Limitations & Future Work¶

Dependence on LLM and generative model quality: CIP relies on the visual understanding and reasoning capabilities of Qwen2.5-VL-32B, and image synthesis depends on the generation quality of Janus-Pro; performance with weaker models remains unknown.
Offline generation overhead: Although prompt generation is a one-time process, it still requires 0.7 hours for large-scale datasets and demands GPU resources to run large models.
Manual search for the fusion factor: The inference-time fusion factor \(u\) requires grid search on the validation set, lacking full automation.

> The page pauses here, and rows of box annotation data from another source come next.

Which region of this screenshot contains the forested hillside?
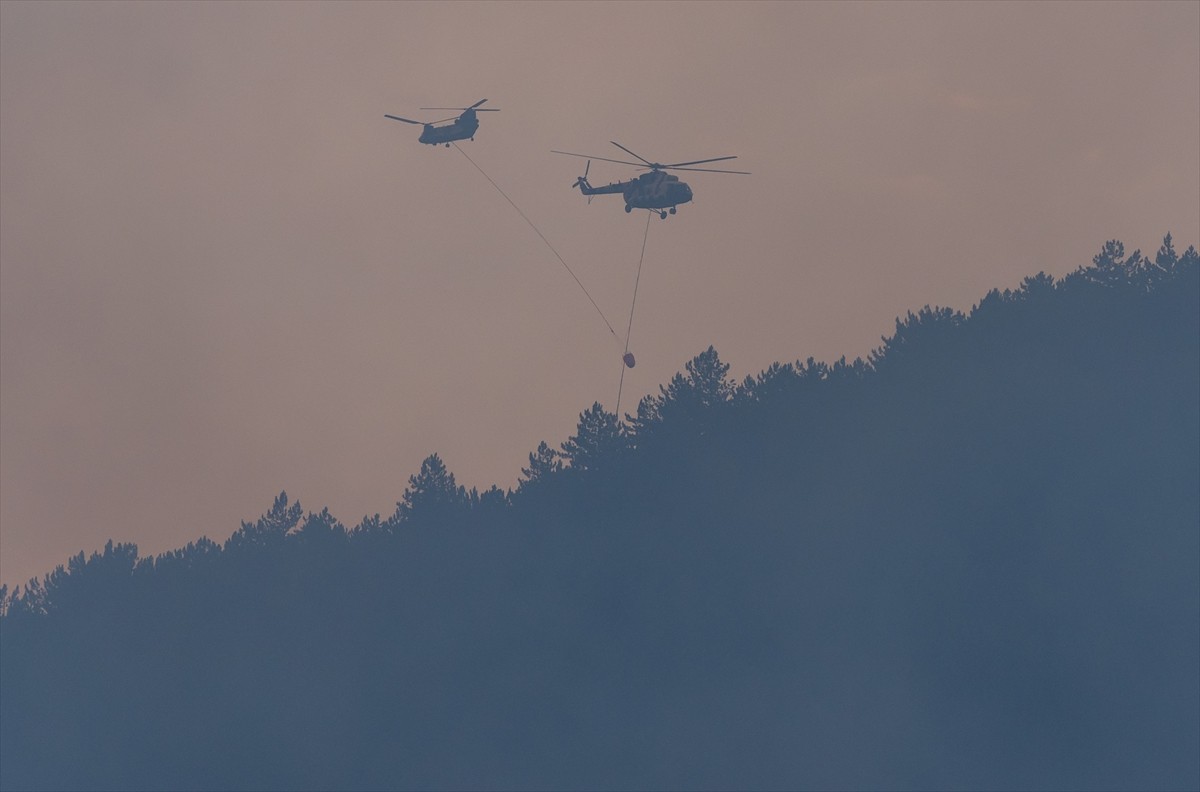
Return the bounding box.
[0,238,1200,790]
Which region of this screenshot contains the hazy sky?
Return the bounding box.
[0,1,1200,583]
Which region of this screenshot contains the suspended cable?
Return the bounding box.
[617,211,653,424]
[454,143,629,340]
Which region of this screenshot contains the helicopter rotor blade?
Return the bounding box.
[550,149,646,168]
[667,166,750,176]
[608,140,661,168]
[662,155,738,168]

Sensitivity to the number of synthesized images: Performance degrades when the number of synthesized images exceeds \(K\), indicating a ceiling on generation quality.

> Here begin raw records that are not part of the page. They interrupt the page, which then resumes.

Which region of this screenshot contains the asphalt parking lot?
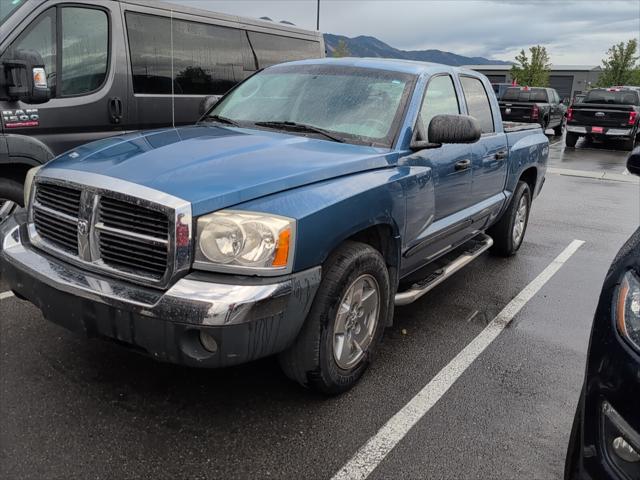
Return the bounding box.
[0,133,640,480]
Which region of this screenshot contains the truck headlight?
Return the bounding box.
[24,165,42,208]
[616,271,640,350]
[194,210,296,275]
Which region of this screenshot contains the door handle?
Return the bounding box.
[455,158,471,172]
[109,97,122,124]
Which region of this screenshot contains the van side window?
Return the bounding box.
[126,12,246,95]
[59,7,109,97]
[249,32,322,68]
[420,75,460,141]
[0,8,56,96]
[460,76,495,133]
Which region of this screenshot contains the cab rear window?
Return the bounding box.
[583,90,640,105]
[501,88,548,103]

Validation limited to image classification: Generalization to more complex few-shot tasks such as detection and segmentation has not been verified.

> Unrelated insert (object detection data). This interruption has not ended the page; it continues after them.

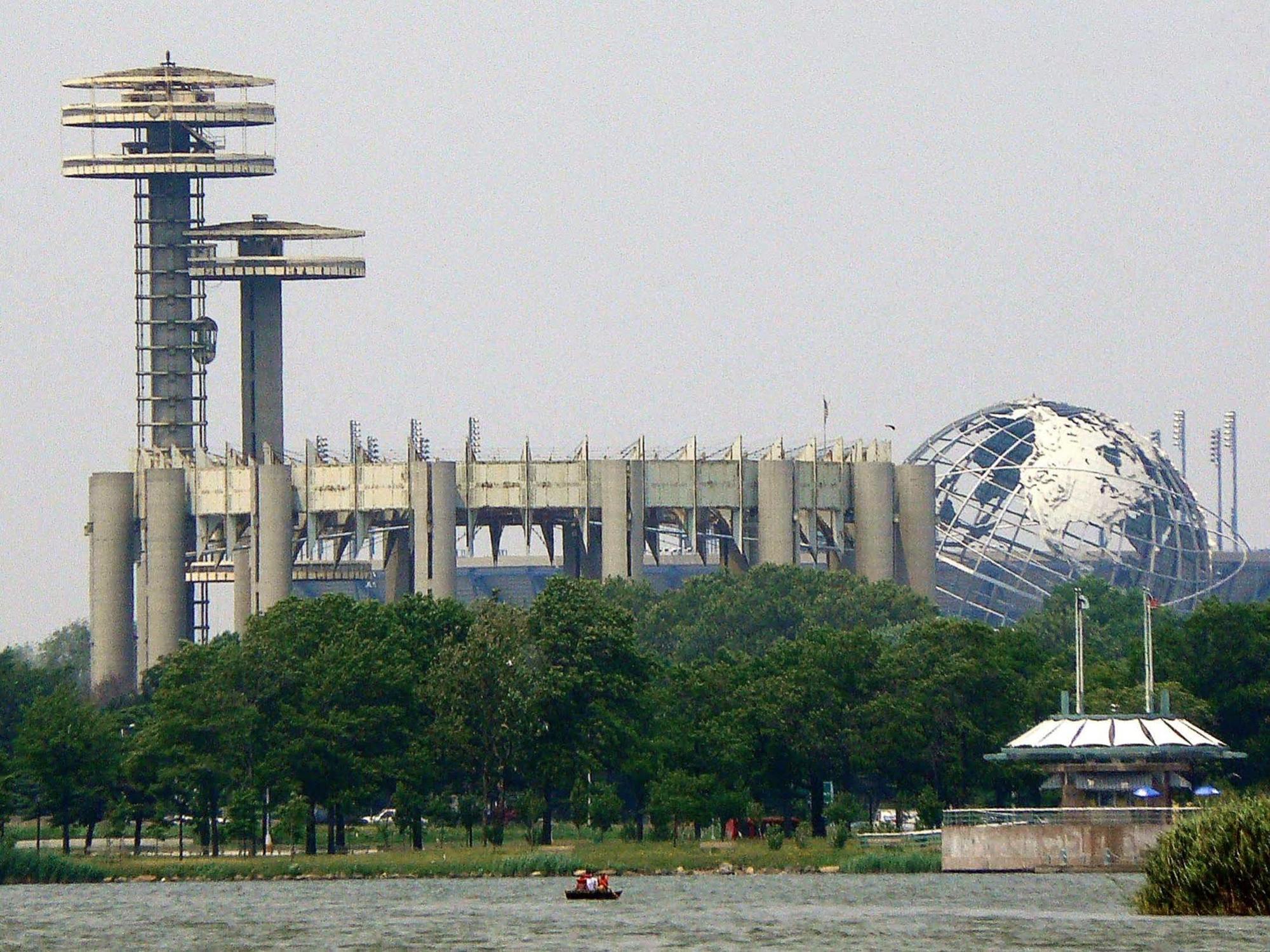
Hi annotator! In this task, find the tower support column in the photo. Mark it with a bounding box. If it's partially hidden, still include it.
[851,460,895,581]
[137,469,193,676]
[251,464,296,614]
[88,473,137,701]
[239,239,283,462]
[895,465,935,598]
[384,529,414,604]
[234,540,251,634]
[596,460,644,579]
[410,460,458,598]
[758,460,796,565]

High computational requirements: The method requires GPUs at the level of NVIDIA RTX 6000 Ada, which is unfriendly to resource-constrained settings.

AM3 (NeurIPS'19): Adaptively fuses semantic features derived from class names with visual prototypes; information content is limited. VT-FSL generates rich, visually grounded descriptions instead.
CaFo (CVPR'22): Synthesizes images from class names to augment data, but textual descriptions lack visual grounding. VT-FSL extracts visual cues from support images to eliminate hallucinations.
SemFew (CVPR'24): Uses LLMs conditioned on class names to generate coherent descriptions for prototype enhancement, but naive prompting limits semantic quality and requires a 4.3M-parameter fusion module. VT-FSL requires only a two-layer MLP with 0.7M parameters.
ECER (AAAI'25): Extracts attribute-level textual information conditioned solely on class names. VT-FSL jointly conditions on class names and images with structured reasoning for more precise descriptions.
InfoNCE contrastive learning: Pairwise alignment ignores global structural relationships across modalities. VT-FSL's kernelized volume loss simultaneously accounts for global geometric relationships among all three modalities.
SUITED (AAAI'25): The previous best method for fine-grained FSL. VT-FSL surpasses it by 3.0%–10.3% in the 1-shot setting.

Rating¶

Novelty: ⭐⭐⭐⭐ — Kernelized volume contrastive learning and the visually grounded CIP design are novel, though the overall framework is a sophisticated combination of existing components.
Experimental Thoroughness: ⭐⭐⭐⭐⭐ — Ten benchmarks, three settings, detailed ablations, efficiency comparisons, and visualization analyses constitute an exceptionally comprehensive evaluation.
Writing Quality: ⭐⭐⭐⭐ — The paper is well-structured with clear motivation, rich figures and tables, and complete mathematical derivations.
Value: ⭐⭐⭐⭐⭐ — Achieves comprehensive state-of-the-art results with a practical, plug-in design suitable for deployment; source code is publicly available.